SPRINGDALE -- Northwest Arkansas' supply of skilled workers already lags behind demand, and the skilled workforce the region does have is aging, the chief operating officer for the Northwest Arkansas Council said Thursday.

Almost half of the teachers in Northwest Arkansas and three-fifths of the region's tool and die makers are older than 45, said Michael Harvey in a presentation to the Northwest Arkansas Human Resources Association. The group met Thursday to formulate a strategy its employers and the council can use to address skilled labor shortages, said association spokesman Brent Carroll.

Other types of skilled employment face similar situations, both Harvey and attendees of the conference said. Harvey cited federal labor statistics.

FM Corp. in Rogers, for example, makes molded plastic products for machinery used for medical testing and analysis. Making those components requires a trained engineer, said Deb Cook, the company's human resource director.

"It's very difficult to find experienced people at this," Cook said. "We have trained people in-house, but it takes three to four years to get someone to that skill level.

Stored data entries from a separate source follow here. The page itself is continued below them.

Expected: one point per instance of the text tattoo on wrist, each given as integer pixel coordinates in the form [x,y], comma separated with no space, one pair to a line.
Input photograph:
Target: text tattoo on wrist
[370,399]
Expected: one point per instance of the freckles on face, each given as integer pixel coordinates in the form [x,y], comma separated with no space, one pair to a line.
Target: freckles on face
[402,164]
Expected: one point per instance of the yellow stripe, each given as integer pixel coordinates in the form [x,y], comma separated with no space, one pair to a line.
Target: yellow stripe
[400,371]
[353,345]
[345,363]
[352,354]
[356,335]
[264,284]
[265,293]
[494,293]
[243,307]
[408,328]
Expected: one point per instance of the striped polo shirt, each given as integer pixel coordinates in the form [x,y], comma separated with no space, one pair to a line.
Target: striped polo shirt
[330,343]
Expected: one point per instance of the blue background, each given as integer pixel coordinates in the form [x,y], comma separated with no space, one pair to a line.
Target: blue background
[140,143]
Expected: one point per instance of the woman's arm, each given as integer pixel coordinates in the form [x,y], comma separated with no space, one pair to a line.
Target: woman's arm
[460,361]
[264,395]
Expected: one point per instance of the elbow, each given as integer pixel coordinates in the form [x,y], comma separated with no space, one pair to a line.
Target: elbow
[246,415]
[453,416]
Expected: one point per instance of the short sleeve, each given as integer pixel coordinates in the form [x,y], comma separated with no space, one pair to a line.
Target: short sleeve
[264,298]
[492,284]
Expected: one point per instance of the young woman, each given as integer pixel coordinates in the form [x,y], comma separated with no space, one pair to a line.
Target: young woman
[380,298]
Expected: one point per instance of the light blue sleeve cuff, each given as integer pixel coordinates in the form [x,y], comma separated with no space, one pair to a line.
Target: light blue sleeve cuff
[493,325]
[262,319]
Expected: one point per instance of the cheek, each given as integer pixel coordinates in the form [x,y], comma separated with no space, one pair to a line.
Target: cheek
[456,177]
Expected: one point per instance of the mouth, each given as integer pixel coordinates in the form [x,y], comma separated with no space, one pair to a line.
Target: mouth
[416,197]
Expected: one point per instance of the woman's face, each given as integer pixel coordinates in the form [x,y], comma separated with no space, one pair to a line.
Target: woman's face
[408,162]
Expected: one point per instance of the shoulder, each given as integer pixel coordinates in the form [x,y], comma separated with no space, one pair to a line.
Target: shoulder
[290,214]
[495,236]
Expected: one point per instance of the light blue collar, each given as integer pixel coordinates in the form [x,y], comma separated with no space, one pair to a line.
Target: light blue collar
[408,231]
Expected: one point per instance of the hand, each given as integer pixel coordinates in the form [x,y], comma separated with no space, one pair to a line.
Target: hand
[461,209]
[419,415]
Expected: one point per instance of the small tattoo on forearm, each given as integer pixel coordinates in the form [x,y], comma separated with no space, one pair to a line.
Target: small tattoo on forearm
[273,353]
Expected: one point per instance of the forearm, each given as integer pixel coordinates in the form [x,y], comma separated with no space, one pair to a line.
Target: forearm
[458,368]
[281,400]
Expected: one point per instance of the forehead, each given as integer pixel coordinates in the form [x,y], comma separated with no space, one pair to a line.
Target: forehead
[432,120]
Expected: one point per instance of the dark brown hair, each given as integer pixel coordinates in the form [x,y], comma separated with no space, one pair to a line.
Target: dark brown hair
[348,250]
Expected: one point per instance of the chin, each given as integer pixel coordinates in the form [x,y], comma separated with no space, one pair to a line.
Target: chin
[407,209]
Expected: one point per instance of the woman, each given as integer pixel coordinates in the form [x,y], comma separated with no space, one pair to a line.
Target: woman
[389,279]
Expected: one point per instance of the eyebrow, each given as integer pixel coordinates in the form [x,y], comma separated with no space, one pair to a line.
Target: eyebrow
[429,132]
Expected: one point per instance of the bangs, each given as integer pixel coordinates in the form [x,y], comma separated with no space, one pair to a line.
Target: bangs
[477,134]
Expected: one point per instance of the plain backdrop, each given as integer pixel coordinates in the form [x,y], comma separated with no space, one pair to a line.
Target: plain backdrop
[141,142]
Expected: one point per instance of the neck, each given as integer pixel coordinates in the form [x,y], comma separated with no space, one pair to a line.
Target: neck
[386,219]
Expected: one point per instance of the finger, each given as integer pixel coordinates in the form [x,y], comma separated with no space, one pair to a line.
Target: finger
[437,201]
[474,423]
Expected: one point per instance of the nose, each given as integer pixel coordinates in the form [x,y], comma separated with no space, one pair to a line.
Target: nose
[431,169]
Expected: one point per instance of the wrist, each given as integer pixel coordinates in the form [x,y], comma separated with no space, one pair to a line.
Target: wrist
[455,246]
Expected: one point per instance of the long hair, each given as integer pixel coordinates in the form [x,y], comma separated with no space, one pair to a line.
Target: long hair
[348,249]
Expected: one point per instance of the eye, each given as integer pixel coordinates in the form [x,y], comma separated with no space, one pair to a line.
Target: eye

"Every one of these machines we make is part of a special order. We've had special orders as low as 50 units."

Production of each batch requires engineering of its own, she said. That requires working out a new process for each order.

"At some point, the people we have will want to retire," she said.

Harvey said Northwest Arkansas employers had jobs paying up to $25 an hour that they couldn't fill even during the recent historical highs of joblessness.

"To those who say that this is just a pay issue, that employers need to pay more, I say that employers were finding this to be an issue in the depths of the recession," Harvey said.

"We've been trying to 'attract' our way out of this for years," he said of recruiting workers to Northwest Arkansas.

Part of the reason the strategy hasn't met the need is a reluctance of people from larger metropolitan regions to move to Arkansas, he said.

"Once we get them here they love it," Harvey said.